Friday, September 19, 2025

< + > Managing the Mobile Surge: Securing Healthcare’s Expanding Attack Surface

The following is a guest article by DJ Oreb, President of Managed Services at DMI

When a health emergency strikes, every second matters. Increasingly, those seconds aren’t measured in hospital corridors; they’re measured through mobile devices, telehealth platforms, and connected sensors delivering care in real time.

Telehealth has evolved from a niche convenience to a cornerstone of modern medicine. During the COVID-19 pandemic, adoption soared from 14% to more than 66% in just four years, and it remains high. Patients see the value: reduced travel, lower costs, and faster access to care.

Meanwhile, connected medical devices, the Internet of Medical Things (IoMT), are redefining treatment. Wearable monitors, smart pill dispensers, and remote sensors allow providers to intervene earlier and tailor care to individuals. McKinsey estimates IoMT could create $1.8 trillion in economic value by 2030, powered by millions of devices streaming data every second.

But the rapid rise of mobility also brings risk. Each new connection is not only a tool for better care, it’s a new entry point for cybercriminals.

The Double-Edged Sword of Connectivity

Healthcare is under siege. Data breaches and ransomware attacks have surged in recent years, making the industry one of the most targeted by cybercriminals. The reason is clear: many providers still rely on outdated security strategies never designed for today’s volume of mobile devices and connected endpoints.

The irony is striking. The very tools enabling faster diagnoses, better patient engagement, and improved outcomes can quickly become liabilities if they’re not properly managed and secured. A single unprotected endpoint, whether it’s a doctor’s tablet or a patient’s wearable, can expose sensitive medical records, personally identifiable data, or even critical care systems.

To keep pace, healthcare must treat endpoint security as the new frontline of patient safety.

The New Cybersecurity Frontier: Endpoint Security

Protecting modern healthcare IT requires securing every endpoint across its lifecycle, from deployment to decommissioning. This means more than firewalls and antivirus; it requires embedding security into every step of how devices are configured, managed, and monitored.

Key safeguards include:

  • Encryption and multi-factor authentication to protect sensitive records
  • Access controls that ensure only the right people access the right data
  • Real-time monitoring and automated updates that patch vulnerabilities before attackers exploit them

Just as important is visibility. Blind spots open the door to breaches, compliance violations, and operational disruption. As security leaders often say: ‘You can’t protect what you can’t see.’ Full visibility into every endpoint is no longer optional; it’s essential.

From Complexity to Clarity: Centralized Endpoint Management

For many organizations, the real challenge isn’t intent, it’s complexity. With thousands of mobile devices and connected sensors, managing them manually or across siloed systems is unsustainable.

The answer is centralization. A cloud-based endpoint management platform consolidates oversight into a single pane of glass, giving IT teams clarity and control.

This unified approach delivers:

  • Security at Scale: Configure, deploy, and protect all devices from one platform
  • Rapid Response: Lock, wipe, or track devices showing suspicious activity
  • Smarter Operations: Use analytics on performance and usage to guide investments and staffing

The payoff is twofold: stronger security and more efficient operations. Endpoint management shifts from a defensive necessity to a strategic advantage.

The Future is Mobile, and It Must Be Secure

The trajectory is clear. Healthcare will continue to lean on mobility: more telehealth visits, more wearables, more connected devices. The question isn’t whether healthcare will be mobile. It already is. The question is whether it will be secure.

Patient trust today depends not only on compassionate care and accurate diagnoses, but on the confidence that their information is safe. That means healthcare leaders must move beyond patchwork defenses and adopt unified endpoint management strategies that scale.

With centralized visibility, automated safeguards, and integrated management tools, providers can empower clinicians while protecting infrastructure. Devices become assets, not vulnerabilities. Mobility becomes an advantage, not a liability.

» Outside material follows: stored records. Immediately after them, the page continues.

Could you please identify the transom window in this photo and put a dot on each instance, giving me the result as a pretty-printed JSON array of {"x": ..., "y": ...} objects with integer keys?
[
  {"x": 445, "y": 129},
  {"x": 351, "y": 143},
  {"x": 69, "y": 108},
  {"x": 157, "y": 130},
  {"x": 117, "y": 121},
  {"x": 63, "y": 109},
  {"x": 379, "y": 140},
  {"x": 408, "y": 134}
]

The mobile surge isn’t slowing down. The responsibility, and the opportunity, for healthcare leaders is to ensure it drives progress, not risk.

About DJ Oreb

As President of Managed Services at DMI, DJ leads the Managed Services group, overseeing its operations, growth, and strategic market positioning. With extensive expertise in procurement, telecom expense management, and IT operations, DJ has successfully built high-performing, results-driven programs that enhance operational efficiency and business growth. His expertise in mobile lifecycle management, telecom expense management, IT operations, and vendor strategy enables him to build programs that empower enterprises to optimize and scale their IT Managed Services.